We have a centralized facility here, as in Rockton. I can check when it was last done for Lynn and Grant, which might narrow down the window of when that lure could have been dropped off. Still, if it’d been a few days, that increased the risk of Lynn finding it.

“Back up to yesterday morning,” I say.

“I wish I could,” he mutters, and again, I’m reminded that he really is grieving. Or doing a good job of faking it.

“When you left your apartment, did you lock the door?” I ask.

“Lynn and I left together for work. We never lock it.”

“What time was that?”

He peers at me. “Are you suggesting someone planted that lure?”

“I’m running through all possibilities. Now, what time did you leave?”

I make notes of his comings and goings that day. Both Lynn and Grant worked all morning, and neither seems to have returned before the storm. Since then, Grant has come and gone, never locking the door. There would have been plenty of opportunities for Lynn’s killer to slip in and leave that lure.

The family building is currently being used for couples, too, since the only family is Dana and the boys. Being seen hanging around when you don’t live there would be noticed… unless you have a reason for hanging around. Unless people are accustomed to seeing you at that building because you’re tutoring the two boys who live there.

And, once again, the pendulum swings back to Thierry.

I go home after that. I stay up for a while talking over the case with Dalton, but I’m in bed shortly after midnight, and thankfully, I’m too exhausted to lie there working it through. The next thing I know, it’s morning, and I wake to Dalton packing our bags.

“The weather is clear enough to leave?” I say.

He grunts.

I push up into a sitting position. “I’m not going to argue against leaving, Eric. I hate taking off before this case is solved, but I won’t risk our baby’s life for that. If the weather is good enough to fly, I just need time to talk to Will. He’ll be in charge of the case. He can investigate, but mostly, we’ll just need the town to be locked down until we return. Which, I know, maynot be for a few weeks. I don’t expect Will to solve the case, but I do trust him—and the others—to lock down tight and keep the killer from striking again.”
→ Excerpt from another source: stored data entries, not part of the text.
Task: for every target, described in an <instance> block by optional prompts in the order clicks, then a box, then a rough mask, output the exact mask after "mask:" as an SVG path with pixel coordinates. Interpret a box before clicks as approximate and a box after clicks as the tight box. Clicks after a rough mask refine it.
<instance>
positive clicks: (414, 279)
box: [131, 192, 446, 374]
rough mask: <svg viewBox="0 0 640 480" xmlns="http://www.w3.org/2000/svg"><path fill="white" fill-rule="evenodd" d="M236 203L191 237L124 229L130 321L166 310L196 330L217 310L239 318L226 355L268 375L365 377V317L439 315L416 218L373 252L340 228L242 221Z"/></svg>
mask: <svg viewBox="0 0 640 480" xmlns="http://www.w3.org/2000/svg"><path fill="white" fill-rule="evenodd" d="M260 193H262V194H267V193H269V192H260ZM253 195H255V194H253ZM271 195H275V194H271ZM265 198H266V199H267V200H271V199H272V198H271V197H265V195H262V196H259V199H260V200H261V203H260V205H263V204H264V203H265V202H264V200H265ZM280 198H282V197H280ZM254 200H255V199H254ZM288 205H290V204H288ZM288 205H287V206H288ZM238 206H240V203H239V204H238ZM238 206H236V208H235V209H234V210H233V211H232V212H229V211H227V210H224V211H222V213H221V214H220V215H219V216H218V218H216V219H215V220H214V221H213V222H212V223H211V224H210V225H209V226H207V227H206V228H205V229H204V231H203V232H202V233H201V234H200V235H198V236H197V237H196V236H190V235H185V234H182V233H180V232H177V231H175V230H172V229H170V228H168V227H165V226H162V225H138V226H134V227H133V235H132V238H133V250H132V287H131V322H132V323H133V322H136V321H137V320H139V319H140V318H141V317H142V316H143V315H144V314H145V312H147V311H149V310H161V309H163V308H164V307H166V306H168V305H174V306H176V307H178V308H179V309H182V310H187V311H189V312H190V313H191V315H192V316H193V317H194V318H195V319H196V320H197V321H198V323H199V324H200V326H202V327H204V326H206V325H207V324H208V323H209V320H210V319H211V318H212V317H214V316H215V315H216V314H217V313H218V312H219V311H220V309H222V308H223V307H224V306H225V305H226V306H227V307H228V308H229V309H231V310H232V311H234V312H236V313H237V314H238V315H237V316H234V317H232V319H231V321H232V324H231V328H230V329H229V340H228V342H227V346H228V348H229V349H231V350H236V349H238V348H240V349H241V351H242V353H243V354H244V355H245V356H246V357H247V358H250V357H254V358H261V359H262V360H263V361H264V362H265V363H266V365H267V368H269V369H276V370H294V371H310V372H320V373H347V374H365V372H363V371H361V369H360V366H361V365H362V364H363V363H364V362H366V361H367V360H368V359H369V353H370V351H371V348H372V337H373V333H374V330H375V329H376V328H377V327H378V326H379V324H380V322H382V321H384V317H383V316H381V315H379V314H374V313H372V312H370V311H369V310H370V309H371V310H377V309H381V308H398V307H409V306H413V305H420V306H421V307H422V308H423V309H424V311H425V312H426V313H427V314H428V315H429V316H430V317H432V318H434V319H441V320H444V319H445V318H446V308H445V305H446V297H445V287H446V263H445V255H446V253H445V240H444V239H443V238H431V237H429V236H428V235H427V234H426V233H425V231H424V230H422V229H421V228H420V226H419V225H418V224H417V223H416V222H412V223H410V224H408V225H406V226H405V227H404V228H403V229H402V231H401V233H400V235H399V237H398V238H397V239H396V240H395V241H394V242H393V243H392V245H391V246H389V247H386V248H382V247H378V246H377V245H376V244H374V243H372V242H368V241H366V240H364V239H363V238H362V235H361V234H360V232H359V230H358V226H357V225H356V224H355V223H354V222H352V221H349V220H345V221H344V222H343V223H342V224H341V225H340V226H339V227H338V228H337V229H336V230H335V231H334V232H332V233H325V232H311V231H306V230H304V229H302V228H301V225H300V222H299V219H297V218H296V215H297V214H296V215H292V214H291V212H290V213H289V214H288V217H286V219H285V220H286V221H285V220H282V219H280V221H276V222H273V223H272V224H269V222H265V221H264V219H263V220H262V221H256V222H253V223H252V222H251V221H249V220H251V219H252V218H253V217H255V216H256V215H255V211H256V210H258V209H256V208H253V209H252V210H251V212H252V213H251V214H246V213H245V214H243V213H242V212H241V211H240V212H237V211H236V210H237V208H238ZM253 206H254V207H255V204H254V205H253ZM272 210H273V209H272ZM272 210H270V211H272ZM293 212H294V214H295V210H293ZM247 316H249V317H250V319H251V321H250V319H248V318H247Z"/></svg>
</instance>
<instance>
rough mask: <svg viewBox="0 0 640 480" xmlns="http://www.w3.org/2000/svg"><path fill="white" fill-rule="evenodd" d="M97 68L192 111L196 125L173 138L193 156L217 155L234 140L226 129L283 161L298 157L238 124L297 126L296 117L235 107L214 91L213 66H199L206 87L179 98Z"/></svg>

“The weather isn’t good enough to go,” he says. “That’s what I’m grumbling about. The cloud cover’s too low. I’m hoping it’ll clear, though. Meanwhile, you have time to keep working the case.”

When he walks close, I pull him into a kiss. “Thank you.”
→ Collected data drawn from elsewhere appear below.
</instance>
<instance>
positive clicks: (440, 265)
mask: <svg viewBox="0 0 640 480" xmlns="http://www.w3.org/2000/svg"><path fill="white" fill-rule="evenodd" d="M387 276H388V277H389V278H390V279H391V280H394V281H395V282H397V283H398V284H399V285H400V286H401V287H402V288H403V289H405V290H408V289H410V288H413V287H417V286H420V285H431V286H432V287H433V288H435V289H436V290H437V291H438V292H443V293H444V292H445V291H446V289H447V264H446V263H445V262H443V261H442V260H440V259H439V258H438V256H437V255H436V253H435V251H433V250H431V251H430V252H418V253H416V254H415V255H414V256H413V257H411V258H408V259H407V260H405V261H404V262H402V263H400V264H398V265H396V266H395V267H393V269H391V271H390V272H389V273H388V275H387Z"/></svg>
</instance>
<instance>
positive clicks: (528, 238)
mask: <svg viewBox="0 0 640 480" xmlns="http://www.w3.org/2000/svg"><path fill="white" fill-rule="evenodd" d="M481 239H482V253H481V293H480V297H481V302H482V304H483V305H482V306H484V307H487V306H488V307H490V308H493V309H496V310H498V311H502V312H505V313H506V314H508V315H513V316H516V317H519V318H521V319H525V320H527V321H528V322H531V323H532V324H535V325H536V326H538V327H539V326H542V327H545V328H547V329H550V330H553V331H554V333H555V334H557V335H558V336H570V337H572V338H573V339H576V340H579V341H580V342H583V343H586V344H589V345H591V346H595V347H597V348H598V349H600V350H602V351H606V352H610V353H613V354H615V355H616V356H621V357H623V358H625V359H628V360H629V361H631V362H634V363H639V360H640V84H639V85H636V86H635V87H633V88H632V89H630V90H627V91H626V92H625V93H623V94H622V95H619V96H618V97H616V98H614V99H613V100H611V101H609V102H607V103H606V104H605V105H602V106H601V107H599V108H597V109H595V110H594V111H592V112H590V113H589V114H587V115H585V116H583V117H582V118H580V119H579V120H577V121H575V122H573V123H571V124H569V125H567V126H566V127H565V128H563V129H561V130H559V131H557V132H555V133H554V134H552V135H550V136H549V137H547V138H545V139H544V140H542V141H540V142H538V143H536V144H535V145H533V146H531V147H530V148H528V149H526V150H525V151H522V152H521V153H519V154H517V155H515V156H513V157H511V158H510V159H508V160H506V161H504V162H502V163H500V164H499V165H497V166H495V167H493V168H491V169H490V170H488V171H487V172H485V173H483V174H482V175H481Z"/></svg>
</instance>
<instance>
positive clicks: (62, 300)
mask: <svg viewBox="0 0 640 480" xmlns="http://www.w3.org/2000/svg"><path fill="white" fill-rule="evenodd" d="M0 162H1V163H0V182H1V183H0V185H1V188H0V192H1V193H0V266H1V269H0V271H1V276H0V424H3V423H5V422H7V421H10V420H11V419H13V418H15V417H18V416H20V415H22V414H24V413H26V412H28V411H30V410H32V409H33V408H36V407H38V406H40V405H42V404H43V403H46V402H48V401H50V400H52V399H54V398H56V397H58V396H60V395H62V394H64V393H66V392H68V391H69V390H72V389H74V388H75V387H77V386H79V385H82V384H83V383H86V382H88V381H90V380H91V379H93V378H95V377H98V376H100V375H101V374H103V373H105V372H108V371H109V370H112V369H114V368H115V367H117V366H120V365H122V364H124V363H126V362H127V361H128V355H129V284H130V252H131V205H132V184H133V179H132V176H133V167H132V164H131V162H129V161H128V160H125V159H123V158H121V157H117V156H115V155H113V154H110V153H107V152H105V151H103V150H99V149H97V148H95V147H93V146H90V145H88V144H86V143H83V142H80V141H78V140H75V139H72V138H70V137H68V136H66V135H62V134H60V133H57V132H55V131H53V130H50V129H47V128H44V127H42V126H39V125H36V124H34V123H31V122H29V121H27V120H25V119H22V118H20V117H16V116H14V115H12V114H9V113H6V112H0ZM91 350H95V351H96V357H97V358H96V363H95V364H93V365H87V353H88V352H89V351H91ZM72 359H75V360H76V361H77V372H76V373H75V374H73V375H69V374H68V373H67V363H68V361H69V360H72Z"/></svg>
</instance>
“Don’t thank me. Thank the damn clouds.”

“I know, and I also know you want to leave as soon as possible. Which we will. I promise.”

I start my day with a breakfast meeting. It’s supposed to be a private meeting with Anders, in preparation for handing over the case, but I find him at the clinic, and it’s hard to call him away without making April feel excluded. And the more I think of it, the more I realize she should be part of this. Not only is she our medical examiner, but she’s discovered a love of mysteries. They appeal to her problem-solving brain. Our mysteries might not be as tidy as the ones she reads—and she may consider that my fault, for not being as good as those fictional detectives—but she does appreciate any chance to give her mental muscles a workout.
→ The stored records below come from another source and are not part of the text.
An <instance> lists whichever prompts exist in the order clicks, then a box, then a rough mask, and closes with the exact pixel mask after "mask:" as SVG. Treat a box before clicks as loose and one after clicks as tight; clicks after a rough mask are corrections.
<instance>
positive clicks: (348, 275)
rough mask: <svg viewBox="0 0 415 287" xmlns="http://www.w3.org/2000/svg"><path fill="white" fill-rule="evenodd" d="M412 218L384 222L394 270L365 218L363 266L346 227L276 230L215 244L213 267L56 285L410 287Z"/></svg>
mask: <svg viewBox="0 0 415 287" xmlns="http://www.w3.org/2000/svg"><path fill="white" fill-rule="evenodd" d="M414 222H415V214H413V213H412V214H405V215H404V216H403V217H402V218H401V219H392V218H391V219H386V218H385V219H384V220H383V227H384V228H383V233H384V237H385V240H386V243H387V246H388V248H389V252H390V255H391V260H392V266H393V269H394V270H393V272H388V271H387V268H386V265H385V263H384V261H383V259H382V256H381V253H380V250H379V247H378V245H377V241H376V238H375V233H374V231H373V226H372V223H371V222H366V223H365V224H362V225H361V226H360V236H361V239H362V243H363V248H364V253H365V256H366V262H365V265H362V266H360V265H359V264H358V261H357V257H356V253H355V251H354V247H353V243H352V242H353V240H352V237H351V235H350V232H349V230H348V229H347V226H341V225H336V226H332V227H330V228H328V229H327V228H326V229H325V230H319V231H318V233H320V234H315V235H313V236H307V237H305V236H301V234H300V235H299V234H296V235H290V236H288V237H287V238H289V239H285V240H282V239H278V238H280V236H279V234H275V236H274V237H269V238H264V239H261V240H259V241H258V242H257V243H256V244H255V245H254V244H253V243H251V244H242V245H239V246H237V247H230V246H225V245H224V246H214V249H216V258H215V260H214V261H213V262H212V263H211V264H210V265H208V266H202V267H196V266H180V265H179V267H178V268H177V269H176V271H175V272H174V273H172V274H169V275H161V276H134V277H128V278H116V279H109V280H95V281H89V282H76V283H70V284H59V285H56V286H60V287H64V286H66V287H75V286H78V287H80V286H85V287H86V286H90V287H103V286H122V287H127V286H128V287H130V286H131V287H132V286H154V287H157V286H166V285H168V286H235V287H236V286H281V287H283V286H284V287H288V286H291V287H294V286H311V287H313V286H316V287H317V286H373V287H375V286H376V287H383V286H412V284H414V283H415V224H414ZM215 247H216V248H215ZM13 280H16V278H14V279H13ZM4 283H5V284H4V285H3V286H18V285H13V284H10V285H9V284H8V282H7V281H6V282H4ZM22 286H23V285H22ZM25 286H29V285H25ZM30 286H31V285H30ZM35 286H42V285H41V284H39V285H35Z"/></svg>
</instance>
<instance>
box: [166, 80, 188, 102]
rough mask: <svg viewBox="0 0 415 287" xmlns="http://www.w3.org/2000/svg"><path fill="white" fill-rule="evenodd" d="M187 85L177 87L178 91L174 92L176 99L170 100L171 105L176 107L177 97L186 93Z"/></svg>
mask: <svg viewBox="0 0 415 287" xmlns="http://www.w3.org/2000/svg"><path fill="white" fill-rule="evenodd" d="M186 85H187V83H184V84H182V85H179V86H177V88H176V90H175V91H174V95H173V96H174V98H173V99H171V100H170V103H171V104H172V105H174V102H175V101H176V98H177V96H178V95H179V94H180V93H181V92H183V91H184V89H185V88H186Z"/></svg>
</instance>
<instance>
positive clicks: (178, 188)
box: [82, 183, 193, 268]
So it’s a meeting for three. Well, four, when Dalton returns with breakfast. But then he also returns with Yolanda.

“She asked the status of the investigation,” he grumbles. “I made the mistake of telling her.”

“He said you were discussing it with Will over breakfast,” Yolanda says. “I decided to join.”

I look up at her from the chair April insisted I sit in. “You’realways saying you want to be treated like everyone else and not pull rank… and then you pull rank.”

“Pfft.” She sets a plate of bakery goodies on the counter. “I never said I won’t pull rank. I totally will, when it suits me. What’s the point of privilege if you can’t wield it to get what you want? So fill me in. I’m guessing this bullshit about Lynn’s death probably being accidental is just that—bullshit. You know it’s murder.”

April says, “Someone stripped her, tied her down, and watched her die of hypothermia.”